Analyses of the 43 species dataset as well as the reduced 25 species dataset consistently revealed that positive selection acted on CYP2J19 throughout its evolution in birds. In particular, site-specific selection was found to act within the newly defined substrate recognition site (SRS0) of CYP2J19 for both datasets [22]. This is a novel finding and somewhat surprising given the inferred conserved function of CYP2J19 in the retina, where it is involved in generating the C4-ketocarotenoid astaxanthin that is the major component of all red cone oil droplets examined [10]. The co-option of CYP2J19 for a function in red coloration might provide a further constraint on CYP2J19 evolution, or alternatively might necessitate adjustments for this second function. However, no evidence was found for a change in mode of selection on CYP2J19 in ploceids, where a direct comparison can be made between lineages with exaggerated red C4-ketocarotenoid coloration and those without.

Extending the analyses to eight other CYP loci showed that selection is common in the gene family. Five of the loci showed evidence for positive selection and these included genes that have been shown in mammals to be involved in bile acid synthesis (oxysterol 7α-hydroxylase (CYP7B1) and sterol 12α -hydroxylase (CYP8B1)) [40,41,42,43], fatty-acid oxidation (fatty acid ω-hydroxylase, CYP4V2) [44] and control of sexual dimorphism (CYP3A9) [45,46,47,48]. The remaining gene under positive selection is CYP2J40, of unknown function. This gene is of particular interest since it lies adjacent to CYP2J19 on chromosome eight in zebra finch. It has one of the strongest signatures of positive selection among the loci studied, and, consistent with previous results (where the gene is named CYP2J_2 [22]), several positively selected sites lie in the functional domain SRS0. The three CYP loci found not to be under positive selection are: the aromatase, CYP19A1, which plays a crucial role in sex determination, female receptivity and social interactions, and appears to be well conserved in nearly all species studied [49,50,51,52,53]; CYP7A1, which catalyses the first step in bile acid synthesis [54, 55]; and CYP20A1, of unknown function.

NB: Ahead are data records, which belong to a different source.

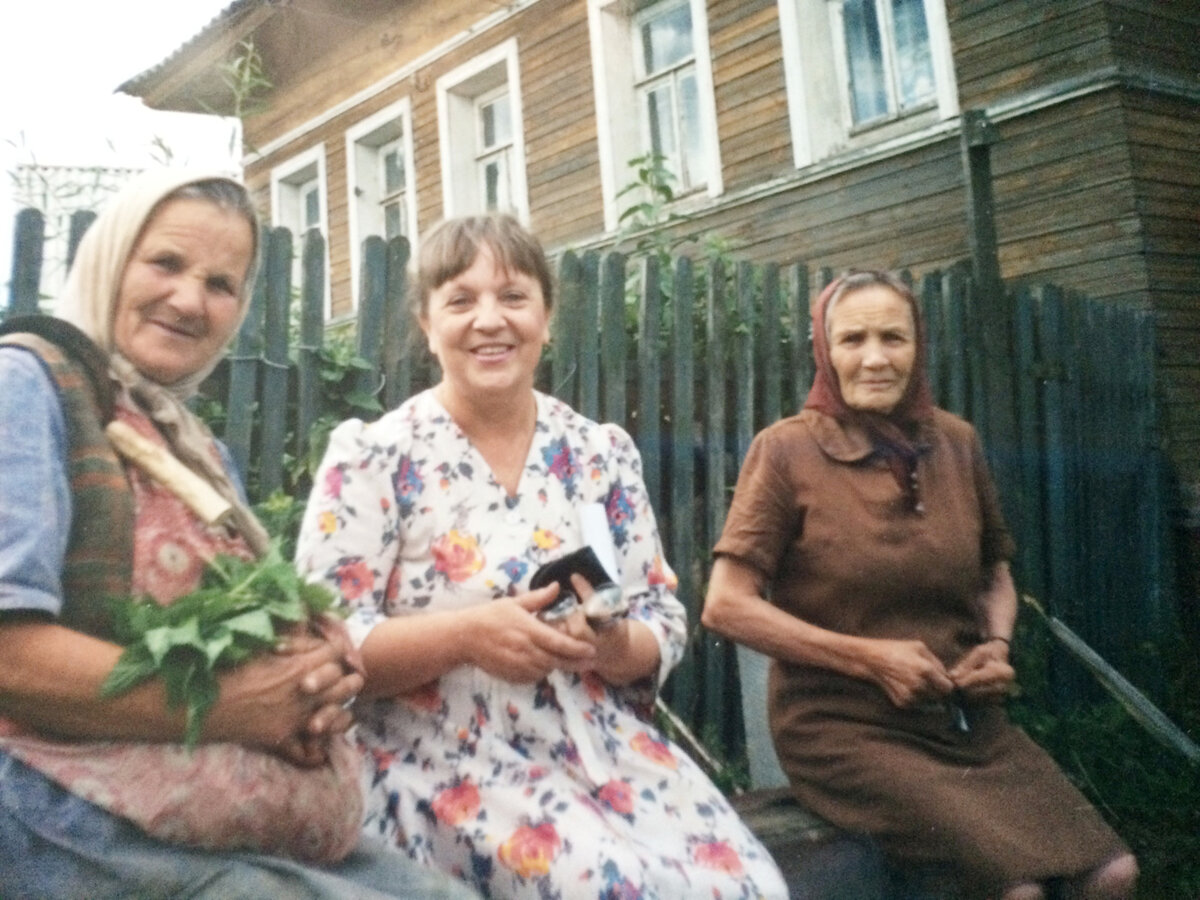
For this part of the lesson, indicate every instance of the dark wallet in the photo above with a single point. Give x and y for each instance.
(603, 607)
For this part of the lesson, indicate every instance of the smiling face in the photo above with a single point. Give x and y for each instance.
(180, 294)
(486, 327)
(873, 347)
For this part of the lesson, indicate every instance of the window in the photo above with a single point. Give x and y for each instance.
(891, 70)
(493, 139)
(654, 95)
(481, 136)
(379, 181)
(669, 100)
(298, 203)
(862, 72)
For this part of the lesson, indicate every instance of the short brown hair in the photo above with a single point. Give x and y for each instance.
(450, 247)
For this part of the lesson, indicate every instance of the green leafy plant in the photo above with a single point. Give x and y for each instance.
(234, 615)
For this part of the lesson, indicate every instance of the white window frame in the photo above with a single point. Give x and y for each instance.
(287, 181)
(618, 117)
(457, 95)
(815, 73)
(364, 142)
(646, 82)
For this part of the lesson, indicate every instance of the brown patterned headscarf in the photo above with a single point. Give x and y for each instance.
(895, 436)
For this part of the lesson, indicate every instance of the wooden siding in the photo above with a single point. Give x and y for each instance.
(1097, 192)
(562, 155)
(1164, 34)
(1002, 47)
(751, 103)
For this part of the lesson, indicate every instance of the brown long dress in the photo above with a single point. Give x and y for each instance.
(841, 547)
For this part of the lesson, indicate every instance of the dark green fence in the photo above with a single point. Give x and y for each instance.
(693, 359)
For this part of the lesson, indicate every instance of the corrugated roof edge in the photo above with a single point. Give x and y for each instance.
(221, 19)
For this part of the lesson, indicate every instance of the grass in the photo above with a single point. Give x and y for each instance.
(1147, 792)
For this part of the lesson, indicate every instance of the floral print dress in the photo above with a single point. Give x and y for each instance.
(559, 789)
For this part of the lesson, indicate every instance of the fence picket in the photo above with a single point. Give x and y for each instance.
(649, 382)
(612, 336)
(679, 520)
(312, 335)
(274, 397)
(399, 341)
(29, 238)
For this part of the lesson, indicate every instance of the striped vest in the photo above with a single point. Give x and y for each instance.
(100, 549)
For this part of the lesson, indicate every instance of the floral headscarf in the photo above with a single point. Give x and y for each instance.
(895, 435)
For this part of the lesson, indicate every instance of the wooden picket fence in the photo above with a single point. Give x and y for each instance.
(705, 354)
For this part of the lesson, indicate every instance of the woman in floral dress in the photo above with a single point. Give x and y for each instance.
(513, 753)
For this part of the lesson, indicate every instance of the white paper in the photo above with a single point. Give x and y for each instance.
(594, 528)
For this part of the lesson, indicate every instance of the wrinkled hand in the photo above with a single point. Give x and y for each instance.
(291, 702)
(509, 641)
(909, 672)
(610, 640)
(984, 671)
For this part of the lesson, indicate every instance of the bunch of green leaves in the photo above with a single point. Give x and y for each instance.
(234, 615)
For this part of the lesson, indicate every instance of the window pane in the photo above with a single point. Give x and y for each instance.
(661, 125)
(915, 64)
(864, 55)
(666, 39)
(492, 185)
(393, 220)
(694, 162)
(311, 207)
(487, 121)
(393, 171)
(496, 123)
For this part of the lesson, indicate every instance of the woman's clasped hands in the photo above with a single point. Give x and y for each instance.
(509, 641)
(909, 672)
(291, 702)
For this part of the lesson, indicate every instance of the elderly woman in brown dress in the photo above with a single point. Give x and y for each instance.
(867, 555)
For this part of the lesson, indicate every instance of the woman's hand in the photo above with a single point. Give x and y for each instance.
(625, 651)
(509, 641)
(907, 671)
(289, 702)
(984, 671)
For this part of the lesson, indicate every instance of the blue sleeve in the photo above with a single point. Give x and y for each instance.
(232, 469)
(35, 496)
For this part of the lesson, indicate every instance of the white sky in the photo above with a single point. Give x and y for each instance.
(60, 64)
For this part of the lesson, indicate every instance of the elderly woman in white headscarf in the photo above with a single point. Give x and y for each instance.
(99, 797)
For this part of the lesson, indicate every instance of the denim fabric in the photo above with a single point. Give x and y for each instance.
(57, 846)
(35, 501)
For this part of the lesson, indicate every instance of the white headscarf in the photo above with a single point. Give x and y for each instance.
(90, 295)
(89, 301)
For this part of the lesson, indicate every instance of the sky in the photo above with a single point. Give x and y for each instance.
(60, 64)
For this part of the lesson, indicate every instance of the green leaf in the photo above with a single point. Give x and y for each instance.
(256, 623)
(133, 666)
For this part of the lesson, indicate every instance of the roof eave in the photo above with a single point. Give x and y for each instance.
(190, 78)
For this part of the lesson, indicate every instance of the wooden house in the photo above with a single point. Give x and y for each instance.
(829, 131)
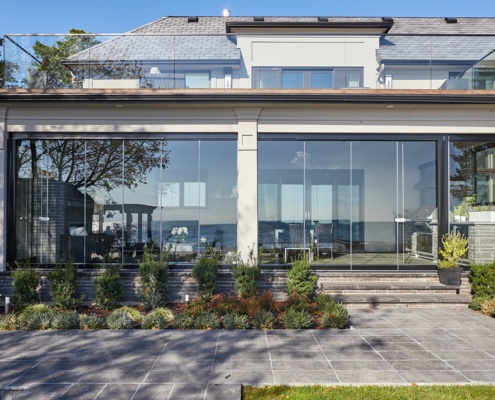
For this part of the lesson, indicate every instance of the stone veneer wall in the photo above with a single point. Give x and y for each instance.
(180, 282)
(482, 242)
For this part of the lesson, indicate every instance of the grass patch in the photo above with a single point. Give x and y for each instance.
(413, 392)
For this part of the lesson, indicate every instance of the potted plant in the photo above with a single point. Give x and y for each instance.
(454, 246)
(461, 211)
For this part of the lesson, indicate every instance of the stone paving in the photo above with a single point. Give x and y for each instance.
(383, 346)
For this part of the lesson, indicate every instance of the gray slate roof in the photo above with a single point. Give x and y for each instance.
(163, 48)
(438, 49)
(463, 49)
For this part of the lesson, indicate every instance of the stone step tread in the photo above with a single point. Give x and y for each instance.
(430, 298)
(380, 285)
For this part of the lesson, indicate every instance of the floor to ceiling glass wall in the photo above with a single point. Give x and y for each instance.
(348, 204)
(472, 195)
(98, 200)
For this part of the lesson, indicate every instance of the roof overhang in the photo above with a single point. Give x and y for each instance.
(358, 27)
(246, 96)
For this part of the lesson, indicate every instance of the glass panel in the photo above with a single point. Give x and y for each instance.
(328, 180)
(374, 227)
(321, 80)
(281, 200)
(292, 79)
(180, 222)
(103, 189)
(197, 80)
(218, 214)
(471, 196)
(418, 229)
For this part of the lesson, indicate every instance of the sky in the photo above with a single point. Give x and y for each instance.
(119, 16)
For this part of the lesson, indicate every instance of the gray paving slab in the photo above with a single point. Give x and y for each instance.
(399, 347)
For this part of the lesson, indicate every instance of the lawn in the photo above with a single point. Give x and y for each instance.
(413, 392)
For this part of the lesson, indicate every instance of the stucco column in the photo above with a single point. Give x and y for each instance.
(247, 180)
(3, 168)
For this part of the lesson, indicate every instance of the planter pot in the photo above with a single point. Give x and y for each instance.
(450, 276)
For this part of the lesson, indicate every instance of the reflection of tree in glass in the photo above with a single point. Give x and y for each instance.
(464, 177)
(91, 163)
(61, 72)
(8, 70)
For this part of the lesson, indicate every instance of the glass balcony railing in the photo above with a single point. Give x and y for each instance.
(249, 61)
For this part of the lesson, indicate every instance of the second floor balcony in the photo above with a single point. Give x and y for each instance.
(249, 61)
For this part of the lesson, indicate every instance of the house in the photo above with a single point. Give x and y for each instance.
(353, 140)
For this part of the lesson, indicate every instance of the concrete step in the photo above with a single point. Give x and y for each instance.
(403, 300)
(384, 287)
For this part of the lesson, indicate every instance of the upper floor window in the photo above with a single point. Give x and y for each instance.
(307, 78)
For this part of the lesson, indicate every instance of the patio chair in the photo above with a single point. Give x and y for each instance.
(324, 238)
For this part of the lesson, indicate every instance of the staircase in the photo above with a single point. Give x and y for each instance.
(397, 289)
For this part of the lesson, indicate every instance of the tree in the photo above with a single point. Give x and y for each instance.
(69, 61)
(91, 163)
(52, 58)
(8, 69)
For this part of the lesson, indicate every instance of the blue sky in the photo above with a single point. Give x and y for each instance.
(118, 16)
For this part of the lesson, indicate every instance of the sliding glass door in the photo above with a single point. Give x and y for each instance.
(348, 204)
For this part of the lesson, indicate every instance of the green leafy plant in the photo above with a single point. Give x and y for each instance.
(235, 321)
(108, 287)
(463, 208)
(154, 280)
(206, 320)
(159, 318)
(66, 320)
(183, 321)
(120, 321)
(10, 322)
(452, 249)
(36, 317)
(297, 319)
(89, 322)
(63, 285)
(264, 319)
(335, 316)
(246, 275)
(300, 280)
(482, 278)
(205, 272)
(25, 286)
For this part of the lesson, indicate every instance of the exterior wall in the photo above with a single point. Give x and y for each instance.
(247, 122)
(300, 51)
(3, 139)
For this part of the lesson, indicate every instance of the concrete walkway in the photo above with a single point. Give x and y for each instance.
(384, 347)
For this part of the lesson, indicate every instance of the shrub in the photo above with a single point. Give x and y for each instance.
(154, 280)
(25, 286)
(66, 320)
(324, 300)
(264, 319)
(235, 321)
(206, 320)
(36, 317)
(335, 317)
(299, 278)
(159, 318)
(183, 321)
(482, 278)
(266, 301)
(63, 287)
(246, 275)
(120, 321)
(131, 312)
(88, 322)
(108, 287)
(205, 272)
(297, 319)
(10, 322)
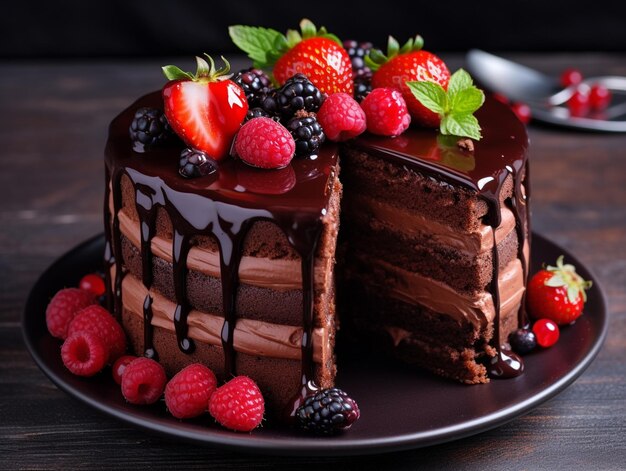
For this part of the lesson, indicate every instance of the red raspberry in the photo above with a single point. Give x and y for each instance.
(63, 307)
(84, 353)
(238, 405)
(117, 370)
(92, 282)
(187, 394)
(143, 381)
(99, 321)
(264, 143)
(341, 117)
(386, 112)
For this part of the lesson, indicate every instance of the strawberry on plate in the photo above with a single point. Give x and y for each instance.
(409, 63)
(315, 53)
(206, 108)
(557, 293)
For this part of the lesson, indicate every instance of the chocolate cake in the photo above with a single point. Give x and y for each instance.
(237, 269)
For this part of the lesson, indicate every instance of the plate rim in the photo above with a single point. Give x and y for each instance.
(320, 446)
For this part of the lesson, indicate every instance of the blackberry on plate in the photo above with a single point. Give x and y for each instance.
(523, 341)
(327, 412)
(357, 52)
(255, 84)
(149, 128)
(195, 163)
(307, 133)
(298, 93)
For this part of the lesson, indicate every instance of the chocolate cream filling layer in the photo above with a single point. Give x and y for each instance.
(278, 274)
(413, 223)
(479, 309)
(250, 336)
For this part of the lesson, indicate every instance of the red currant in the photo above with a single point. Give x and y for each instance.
(571, 77)
(546, 332)
(522, 111)
(119, 366)
(92, 283)
(578, 104)
(599, 97)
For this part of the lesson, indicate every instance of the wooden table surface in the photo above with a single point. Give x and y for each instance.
(53, 125)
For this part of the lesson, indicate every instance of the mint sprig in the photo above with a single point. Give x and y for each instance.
(265, 45)
(456, 106)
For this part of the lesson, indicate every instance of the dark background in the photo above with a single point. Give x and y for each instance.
(143, 28)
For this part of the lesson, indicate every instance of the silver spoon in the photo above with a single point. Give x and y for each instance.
(543, 93)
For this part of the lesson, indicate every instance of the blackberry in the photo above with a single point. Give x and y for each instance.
(327, 412)
(357, 52)
(307, 133)
(194, 163)
(298, 93)
(362, 88)
(149, 128)
(255, 84)
(523, 341)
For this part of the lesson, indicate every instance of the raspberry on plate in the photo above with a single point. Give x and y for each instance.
(341, 117)
(238, 405)
(187, 394)
(99, 321)
(264, 143)
(84, 353)
(386, 112)
(63, 307)
(143, 381)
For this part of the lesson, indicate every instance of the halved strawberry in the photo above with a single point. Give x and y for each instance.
(206, 108)
(315, 53)
(406, 64)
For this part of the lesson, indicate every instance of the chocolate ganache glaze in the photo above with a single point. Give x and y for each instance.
(225, 204)
(500, 154)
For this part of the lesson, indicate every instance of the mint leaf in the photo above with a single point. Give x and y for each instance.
(431, 95)
(466, 100)
(255, 41)
(460, 80)
(461, 125)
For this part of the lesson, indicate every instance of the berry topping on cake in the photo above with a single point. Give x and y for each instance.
(238, 405)
(149, 128)
(264, 143)
(143, 381)
(327, 412)
(206, 108)
(93, 282)
(455, 107)
(98, 321)
(523, 341)
(409, 63)
(307, 134)
(341, 117)
(255, 84)
(63, 308)
(546, 332)
(315, 53)
(386, 112)
(195, 163)
(117, 370)
(298, 93)
(187, 394)
(557, 293)
(84, 353)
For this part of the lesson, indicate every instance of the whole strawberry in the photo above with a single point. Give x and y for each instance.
(409, 63)
(315, 53)
(205, 109)
(557, 293)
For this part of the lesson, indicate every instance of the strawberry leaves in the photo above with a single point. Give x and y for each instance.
(455, 107)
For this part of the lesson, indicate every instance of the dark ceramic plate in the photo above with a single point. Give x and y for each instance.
(400, 408)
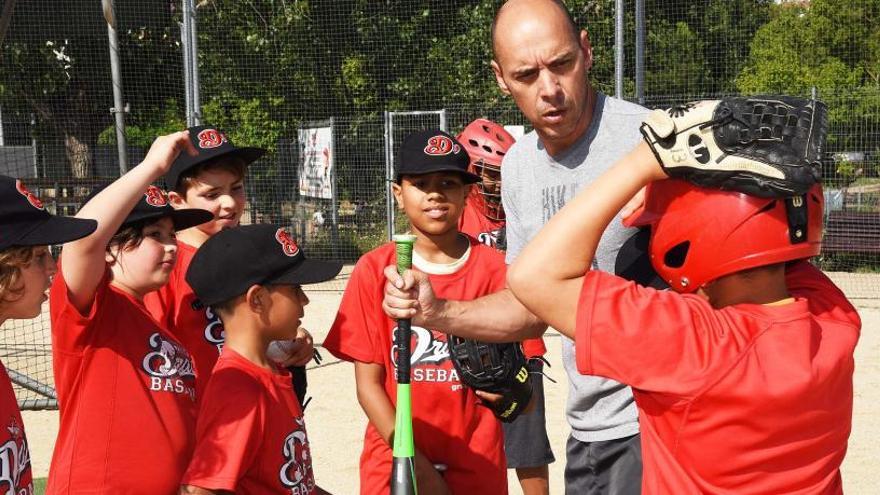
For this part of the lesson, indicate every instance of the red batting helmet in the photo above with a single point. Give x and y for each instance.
(699, 235)
(486, 143)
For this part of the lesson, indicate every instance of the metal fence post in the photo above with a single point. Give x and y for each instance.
(118, 109)
(640, 51)
(618, 48)
(194, 63)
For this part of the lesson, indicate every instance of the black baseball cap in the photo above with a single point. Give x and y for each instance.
(233, 260)
(154, 204)
(24, 220)
(634, 263)
(211, 143)
(433, 150)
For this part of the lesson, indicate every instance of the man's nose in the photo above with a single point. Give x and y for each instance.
(549, 85)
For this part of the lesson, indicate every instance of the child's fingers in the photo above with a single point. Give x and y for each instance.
(393, 277)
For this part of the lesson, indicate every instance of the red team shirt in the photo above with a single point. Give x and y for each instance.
(475, 223)
(126, 391)
(251, 437)
(197, 328)
(15, 458)
(745, 399)
(449, 426)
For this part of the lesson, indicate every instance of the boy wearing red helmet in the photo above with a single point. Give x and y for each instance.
(526, 444)
(743, 374)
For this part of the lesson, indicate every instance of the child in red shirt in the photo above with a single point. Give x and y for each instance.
(458, 443)
(251, 436)
(743, 374)
(213, 180)
(126, 387)
(26, 268)
(526, 444)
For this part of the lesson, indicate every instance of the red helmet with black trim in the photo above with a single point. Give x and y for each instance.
(486, 143)
(699, 235)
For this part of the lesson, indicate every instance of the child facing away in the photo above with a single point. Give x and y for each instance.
(459, 447)
(26, 269)
(251, 436)
(126, 389)
(526, 444)
(742, 374)
(213, 180)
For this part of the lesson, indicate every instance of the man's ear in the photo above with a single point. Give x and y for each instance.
(587, 49)
(257, 298)
(398, 194)
(499, 77)
(177, 201)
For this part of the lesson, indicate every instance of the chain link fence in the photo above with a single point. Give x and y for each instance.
(330, 87)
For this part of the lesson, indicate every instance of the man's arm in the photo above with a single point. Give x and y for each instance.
(497, 317)
(547, 276)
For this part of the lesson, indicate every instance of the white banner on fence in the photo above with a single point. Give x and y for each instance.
(316, 162)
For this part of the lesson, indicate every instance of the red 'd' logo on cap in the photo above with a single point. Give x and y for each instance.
(211, 138)
(32, 199)
(155, 197)
(440, 145)
(287, 243)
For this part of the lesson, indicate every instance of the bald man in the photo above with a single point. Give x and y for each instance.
(541, 59)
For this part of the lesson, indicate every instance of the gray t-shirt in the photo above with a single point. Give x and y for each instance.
(536, 186)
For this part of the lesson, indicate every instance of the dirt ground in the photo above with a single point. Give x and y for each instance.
(336, 424)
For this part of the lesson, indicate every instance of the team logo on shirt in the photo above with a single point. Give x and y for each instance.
(429, 358)
(15, 460)
(169, 367)
(441, 146)
(31, 197)
(211, 138)
(296, 472)
(489, 238)
(215, 333)
(155, 197)
(287, 243)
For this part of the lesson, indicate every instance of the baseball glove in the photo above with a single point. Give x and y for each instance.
(497, 368)
(769, 146)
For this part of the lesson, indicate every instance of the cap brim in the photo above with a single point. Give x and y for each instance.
(634, 262)
(182, 219)
(309, 272)
(468, 177)
(57, 230)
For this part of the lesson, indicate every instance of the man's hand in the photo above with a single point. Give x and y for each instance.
(166, 149)
(429, 479)
(410, 296)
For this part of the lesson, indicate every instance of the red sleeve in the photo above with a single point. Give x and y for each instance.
(353, 336)
(160, 304)
(658, 341)
(825, 299)
(71, 330)
(229, 431)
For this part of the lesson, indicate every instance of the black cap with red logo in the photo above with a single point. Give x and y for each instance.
(154, 204)
(212, 144)
(433, 150)
(233, 260)
(24, 220)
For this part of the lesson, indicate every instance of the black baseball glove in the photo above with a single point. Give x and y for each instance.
(768, 146)
(496, 368)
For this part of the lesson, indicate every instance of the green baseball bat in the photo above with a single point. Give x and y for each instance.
(403, 470)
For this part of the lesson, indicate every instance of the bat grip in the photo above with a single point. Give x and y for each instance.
(402, 337)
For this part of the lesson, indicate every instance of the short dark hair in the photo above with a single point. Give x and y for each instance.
(129, 236)
(572, 26)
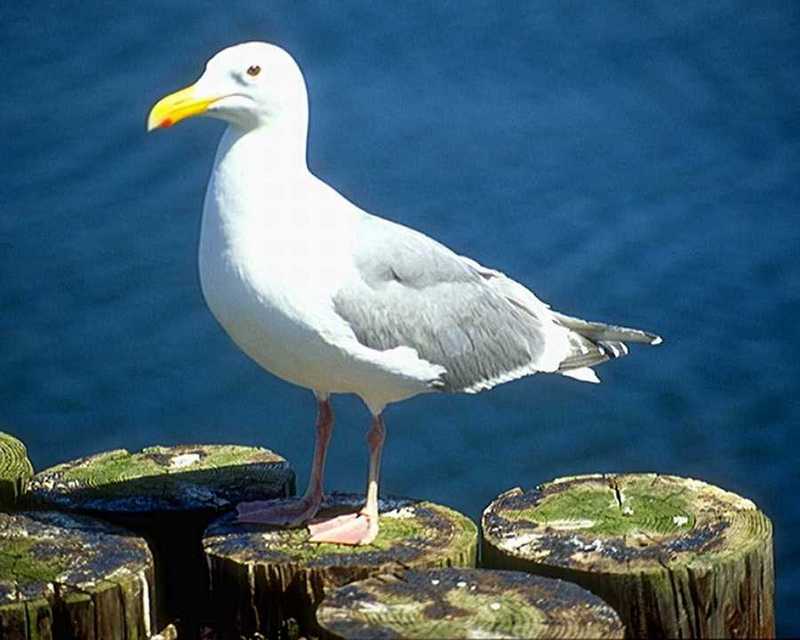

Overall, therefore, although certain loci with well-conserved functions (notably CYP19A1) do not show evidence of positive selection, there are many CYP loci which do show evidence of positive selection across a broad phylogenetic sampling of birds. Moreover, the sample of 9 CYP loci are likely among the most conserved in the avian genome since only identifiable CYP genes were targeted in diverse genomes. A study focusing on the CYP2 gene family, which is believed to primarily be involved in metabolising toxins, also found evidence for widespread positive selection (6 out of 12 CYP2 subfamilies, and 11 out of 17 loci; Almeida et al. 2016 [22]). The results presented here are thus not unusual for CYP loci in general, but while the selection of many of them may be attributed to coevolution with e.g. new toxins, the question remains why some CYP loci with more conserved functions, such as CYP2J19, are also evolving under positive selection. For CYP2J19, an intriguing possibility is that it is affected by selection acting on CYP2J40, which is within 4 kb of CYP2J40 on chromosome 8 in all lineages for which there is sufficient genomic information (Additional file 3). Specifically, it could be that directional selection on CYP2J40 sometimes leads to fixation of linked mildly deleterious alleles at CYP2J19 that are then followed by positive selection for compensatory mutations. Establishing the function of CYP2J40 would be helpful in assessing this.

Conclusion

To conclude, a single copy of CYP2J19 was found to be widespread across avian lineages, which is consistent with a conserved ancestral function in colour vision and subsequent co-option for red integumentary coloration. Like several other CYP loci, including some with conserved functions, CYP2J19 shows evidence of evolving under positive selection across birds. The cause of the positive selection on CYP2J19 is unclear. There is no evidence for a change in selection pressure on CYP2J19 following co-option for red coloration, but one factor may be compensatory mutations related to selection at the adjacent gene CYP2J40.